Sometime last night, the weather folks began to talk of us “maybe” getting a weekend snowstorm. I only half-paid attention, because the forecast was laced with “weatherspeak” — high-pressure this and low pressure that.
However, when I stepped outside the house this morning, I thought, ”It feels like snow.”
Those of you who don your snuggies when the temperature dips below sixty degrees probably don’t understand what “It feels like snow” means, but those of you who live in the parts of the country where it snows regularly know exactly what I mean, even if it is difficult to explain.
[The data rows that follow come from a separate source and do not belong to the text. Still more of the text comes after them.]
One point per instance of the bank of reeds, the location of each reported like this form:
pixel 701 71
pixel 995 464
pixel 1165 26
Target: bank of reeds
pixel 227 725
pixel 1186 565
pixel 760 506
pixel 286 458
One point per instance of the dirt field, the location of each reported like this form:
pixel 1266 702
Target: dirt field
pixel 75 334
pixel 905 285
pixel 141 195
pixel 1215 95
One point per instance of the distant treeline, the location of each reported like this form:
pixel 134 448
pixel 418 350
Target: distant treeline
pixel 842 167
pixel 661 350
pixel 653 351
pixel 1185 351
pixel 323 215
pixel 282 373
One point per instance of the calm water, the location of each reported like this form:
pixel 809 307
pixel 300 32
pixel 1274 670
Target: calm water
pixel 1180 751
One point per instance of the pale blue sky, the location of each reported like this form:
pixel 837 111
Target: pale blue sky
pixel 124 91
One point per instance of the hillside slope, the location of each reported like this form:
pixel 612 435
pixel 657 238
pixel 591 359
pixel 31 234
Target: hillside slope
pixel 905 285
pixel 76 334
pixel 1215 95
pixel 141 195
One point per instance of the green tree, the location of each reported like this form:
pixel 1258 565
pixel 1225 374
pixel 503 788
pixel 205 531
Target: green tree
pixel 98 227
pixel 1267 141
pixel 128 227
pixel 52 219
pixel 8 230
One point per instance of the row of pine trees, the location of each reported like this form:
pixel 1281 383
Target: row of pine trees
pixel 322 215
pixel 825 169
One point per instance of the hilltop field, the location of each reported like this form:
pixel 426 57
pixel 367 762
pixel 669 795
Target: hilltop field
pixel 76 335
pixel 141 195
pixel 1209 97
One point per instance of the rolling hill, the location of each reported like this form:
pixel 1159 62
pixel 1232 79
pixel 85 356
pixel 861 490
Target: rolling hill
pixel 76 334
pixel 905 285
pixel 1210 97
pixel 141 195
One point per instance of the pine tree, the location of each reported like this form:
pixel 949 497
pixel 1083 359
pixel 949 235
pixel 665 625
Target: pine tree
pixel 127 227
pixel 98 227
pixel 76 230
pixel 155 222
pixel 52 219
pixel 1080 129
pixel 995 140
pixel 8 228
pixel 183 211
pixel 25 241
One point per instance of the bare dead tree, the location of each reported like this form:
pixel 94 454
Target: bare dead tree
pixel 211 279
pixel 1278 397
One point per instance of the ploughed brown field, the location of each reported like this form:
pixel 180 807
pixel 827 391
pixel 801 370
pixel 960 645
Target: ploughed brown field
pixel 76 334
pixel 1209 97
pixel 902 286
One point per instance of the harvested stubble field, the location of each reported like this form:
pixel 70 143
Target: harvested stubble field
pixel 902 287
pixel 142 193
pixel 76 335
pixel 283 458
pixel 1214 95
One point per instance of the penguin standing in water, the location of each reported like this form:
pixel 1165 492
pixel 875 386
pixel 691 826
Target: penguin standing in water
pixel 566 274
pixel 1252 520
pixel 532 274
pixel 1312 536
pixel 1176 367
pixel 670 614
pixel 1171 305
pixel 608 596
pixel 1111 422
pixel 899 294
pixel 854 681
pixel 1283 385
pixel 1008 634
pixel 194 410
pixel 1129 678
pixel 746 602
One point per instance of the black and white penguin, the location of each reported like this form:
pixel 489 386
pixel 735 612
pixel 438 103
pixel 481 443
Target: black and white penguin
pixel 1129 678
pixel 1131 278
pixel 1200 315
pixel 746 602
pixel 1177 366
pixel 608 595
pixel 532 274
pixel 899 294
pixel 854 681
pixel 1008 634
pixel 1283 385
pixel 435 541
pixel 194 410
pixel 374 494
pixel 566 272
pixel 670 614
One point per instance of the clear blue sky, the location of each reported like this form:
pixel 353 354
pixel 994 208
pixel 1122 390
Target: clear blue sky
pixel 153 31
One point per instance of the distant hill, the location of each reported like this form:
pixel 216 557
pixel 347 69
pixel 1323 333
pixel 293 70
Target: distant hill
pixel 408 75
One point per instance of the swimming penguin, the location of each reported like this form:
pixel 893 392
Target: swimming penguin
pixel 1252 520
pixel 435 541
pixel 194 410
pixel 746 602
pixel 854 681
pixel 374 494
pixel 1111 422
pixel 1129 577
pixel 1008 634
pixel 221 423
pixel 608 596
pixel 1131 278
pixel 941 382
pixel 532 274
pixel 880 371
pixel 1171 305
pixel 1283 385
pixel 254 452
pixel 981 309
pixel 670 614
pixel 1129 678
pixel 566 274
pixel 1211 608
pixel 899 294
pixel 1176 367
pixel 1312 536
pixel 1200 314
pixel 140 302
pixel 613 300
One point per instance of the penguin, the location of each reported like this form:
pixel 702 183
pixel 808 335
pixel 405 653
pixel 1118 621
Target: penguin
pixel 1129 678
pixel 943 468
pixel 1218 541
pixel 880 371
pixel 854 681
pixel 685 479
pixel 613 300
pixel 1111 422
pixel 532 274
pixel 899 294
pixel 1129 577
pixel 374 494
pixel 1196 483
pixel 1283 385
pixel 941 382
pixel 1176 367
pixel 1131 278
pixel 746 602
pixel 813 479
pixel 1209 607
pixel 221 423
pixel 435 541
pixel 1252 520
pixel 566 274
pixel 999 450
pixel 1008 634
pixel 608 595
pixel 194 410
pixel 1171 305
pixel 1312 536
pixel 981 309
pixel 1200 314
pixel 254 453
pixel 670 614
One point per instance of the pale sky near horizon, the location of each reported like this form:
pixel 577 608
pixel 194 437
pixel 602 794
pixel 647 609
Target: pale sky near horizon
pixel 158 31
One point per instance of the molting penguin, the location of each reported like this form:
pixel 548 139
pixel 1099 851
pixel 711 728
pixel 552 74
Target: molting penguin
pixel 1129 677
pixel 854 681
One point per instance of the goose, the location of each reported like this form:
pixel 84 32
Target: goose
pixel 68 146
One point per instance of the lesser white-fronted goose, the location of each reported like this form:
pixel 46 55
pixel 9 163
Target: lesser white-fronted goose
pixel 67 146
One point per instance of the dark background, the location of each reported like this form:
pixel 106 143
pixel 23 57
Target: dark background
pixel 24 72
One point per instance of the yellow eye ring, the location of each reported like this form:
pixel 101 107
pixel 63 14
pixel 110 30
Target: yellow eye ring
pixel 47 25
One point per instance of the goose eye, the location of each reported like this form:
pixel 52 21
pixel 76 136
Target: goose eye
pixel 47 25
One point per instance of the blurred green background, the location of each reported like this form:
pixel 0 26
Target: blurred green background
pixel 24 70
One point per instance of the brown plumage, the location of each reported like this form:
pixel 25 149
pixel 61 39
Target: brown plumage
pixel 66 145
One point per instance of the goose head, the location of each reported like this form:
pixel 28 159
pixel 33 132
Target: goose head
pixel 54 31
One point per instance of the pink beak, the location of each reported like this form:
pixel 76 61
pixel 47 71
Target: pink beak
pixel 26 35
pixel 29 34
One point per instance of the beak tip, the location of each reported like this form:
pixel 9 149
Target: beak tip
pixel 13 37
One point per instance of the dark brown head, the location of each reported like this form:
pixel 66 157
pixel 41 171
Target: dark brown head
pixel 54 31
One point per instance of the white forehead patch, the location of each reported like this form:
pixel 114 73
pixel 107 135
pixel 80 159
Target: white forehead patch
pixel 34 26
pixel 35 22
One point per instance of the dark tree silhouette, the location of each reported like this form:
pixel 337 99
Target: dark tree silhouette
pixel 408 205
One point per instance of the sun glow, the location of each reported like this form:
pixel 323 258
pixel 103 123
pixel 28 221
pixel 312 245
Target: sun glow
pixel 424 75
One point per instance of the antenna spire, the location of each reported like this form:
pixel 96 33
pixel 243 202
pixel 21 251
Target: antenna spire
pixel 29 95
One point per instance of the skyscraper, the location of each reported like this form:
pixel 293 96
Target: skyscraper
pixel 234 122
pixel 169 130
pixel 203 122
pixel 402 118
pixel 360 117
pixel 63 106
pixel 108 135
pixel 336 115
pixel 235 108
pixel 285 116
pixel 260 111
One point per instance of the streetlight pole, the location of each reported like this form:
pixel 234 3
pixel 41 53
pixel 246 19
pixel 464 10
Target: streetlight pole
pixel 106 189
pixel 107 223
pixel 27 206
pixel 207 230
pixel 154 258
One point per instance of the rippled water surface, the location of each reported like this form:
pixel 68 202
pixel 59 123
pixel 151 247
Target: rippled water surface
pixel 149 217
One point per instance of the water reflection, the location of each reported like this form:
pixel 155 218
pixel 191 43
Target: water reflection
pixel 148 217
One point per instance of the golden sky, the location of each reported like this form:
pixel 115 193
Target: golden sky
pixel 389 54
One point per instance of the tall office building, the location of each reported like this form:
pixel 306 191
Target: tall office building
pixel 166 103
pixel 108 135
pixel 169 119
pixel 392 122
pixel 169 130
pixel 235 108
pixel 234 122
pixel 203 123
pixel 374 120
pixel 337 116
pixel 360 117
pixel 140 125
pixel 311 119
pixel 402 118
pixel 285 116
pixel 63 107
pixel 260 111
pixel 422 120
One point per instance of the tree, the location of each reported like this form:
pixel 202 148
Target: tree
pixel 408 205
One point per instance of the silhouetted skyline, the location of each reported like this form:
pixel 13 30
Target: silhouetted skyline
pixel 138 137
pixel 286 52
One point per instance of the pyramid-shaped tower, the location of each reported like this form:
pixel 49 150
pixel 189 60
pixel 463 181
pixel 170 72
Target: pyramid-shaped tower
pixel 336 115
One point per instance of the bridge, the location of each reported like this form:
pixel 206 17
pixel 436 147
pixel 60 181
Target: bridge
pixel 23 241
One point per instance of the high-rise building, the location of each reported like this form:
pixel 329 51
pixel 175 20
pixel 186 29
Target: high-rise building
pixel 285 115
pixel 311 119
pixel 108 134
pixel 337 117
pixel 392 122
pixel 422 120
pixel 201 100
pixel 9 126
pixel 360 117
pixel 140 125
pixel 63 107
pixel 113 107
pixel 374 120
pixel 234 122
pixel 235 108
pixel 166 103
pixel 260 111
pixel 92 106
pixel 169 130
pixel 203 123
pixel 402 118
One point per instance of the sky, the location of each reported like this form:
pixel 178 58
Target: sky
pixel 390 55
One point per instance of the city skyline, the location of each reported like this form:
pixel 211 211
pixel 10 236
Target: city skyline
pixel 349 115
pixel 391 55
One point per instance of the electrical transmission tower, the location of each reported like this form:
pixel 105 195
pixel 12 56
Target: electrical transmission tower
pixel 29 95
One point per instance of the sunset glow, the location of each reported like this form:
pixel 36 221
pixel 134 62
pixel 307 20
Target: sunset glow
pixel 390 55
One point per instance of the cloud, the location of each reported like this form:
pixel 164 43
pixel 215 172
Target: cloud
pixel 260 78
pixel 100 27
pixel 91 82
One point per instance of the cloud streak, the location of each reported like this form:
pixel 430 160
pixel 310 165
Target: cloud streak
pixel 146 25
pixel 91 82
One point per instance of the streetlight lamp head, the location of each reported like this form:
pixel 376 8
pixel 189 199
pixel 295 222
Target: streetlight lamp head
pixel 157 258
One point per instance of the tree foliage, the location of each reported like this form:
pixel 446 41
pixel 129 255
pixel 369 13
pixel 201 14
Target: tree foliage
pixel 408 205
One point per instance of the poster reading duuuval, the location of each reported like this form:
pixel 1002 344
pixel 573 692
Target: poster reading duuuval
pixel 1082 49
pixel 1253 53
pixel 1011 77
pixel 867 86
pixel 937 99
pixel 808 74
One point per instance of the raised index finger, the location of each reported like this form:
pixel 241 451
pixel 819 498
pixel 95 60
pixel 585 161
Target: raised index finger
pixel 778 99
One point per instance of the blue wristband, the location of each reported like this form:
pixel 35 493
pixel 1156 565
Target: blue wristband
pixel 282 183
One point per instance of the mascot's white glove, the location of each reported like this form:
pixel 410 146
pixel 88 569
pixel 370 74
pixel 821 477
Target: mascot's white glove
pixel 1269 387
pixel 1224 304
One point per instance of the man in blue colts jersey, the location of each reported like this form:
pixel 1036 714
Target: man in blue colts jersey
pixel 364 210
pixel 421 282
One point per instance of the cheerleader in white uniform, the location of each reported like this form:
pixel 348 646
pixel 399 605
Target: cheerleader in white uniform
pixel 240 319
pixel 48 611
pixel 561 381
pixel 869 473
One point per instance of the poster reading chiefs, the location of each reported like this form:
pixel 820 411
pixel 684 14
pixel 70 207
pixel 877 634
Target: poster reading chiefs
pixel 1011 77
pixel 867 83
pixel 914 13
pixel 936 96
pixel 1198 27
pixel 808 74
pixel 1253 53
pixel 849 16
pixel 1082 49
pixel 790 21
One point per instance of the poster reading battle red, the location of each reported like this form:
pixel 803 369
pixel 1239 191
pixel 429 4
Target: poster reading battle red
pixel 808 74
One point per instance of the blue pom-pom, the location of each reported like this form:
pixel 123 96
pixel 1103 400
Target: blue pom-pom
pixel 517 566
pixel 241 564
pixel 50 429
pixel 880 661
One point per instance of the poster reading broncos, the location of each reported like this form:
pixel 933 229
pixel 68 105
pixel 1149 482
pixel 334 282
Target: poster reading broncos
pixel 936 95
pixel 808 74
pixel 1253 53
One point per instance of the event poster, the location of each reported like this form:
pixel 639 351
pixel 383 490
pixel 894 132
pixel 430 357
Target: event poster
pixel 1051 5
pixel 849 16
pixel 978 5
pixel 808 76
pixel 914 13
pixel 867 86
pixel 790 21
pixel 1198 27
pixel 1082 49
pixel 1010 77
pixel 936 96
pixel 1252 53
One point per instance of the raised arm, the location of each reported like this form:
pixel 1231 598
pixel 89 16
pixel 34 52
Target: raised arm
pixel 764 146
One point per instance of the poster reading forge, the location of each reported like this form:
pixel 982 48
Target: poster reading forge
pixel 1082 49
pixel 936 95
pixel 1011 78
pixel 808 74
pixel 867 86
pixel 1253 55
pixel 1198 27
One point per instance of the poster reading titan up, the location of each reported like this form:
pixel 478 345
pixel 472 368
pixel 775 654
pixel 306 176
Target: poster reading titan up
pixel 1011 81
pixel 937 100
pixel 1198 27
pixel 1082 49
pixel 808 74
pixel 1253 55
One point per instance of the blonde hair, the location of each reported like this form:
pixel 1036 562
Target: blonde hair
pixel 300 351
I suppose “feeling like snow” is a constellation of our perceptions of the temperature, the color of the sky, and the amount of moisture in the air. Hell, maybe, in the course of a lifetime, we have unconsciously developed a sense of barometric pressure (without knowing diddelysquat about barometric pressure) that tells us when snow is on the way.
All I know is that all day it “felt like snow,” and that by the time I arrived home tonight, the weather folks ceased saying that it “might” snow and have begun saying, without equivocation, that we will be clobbered tomorrow with snow and blizzard-level winds.
I could have told them that this morning.
P.S. I hope that tomorrow it doesn’t snow and that you will have the satisfaction of telling me that I am full of caca, but I doubt you’ll get the chance. Hell, it even smells like snow.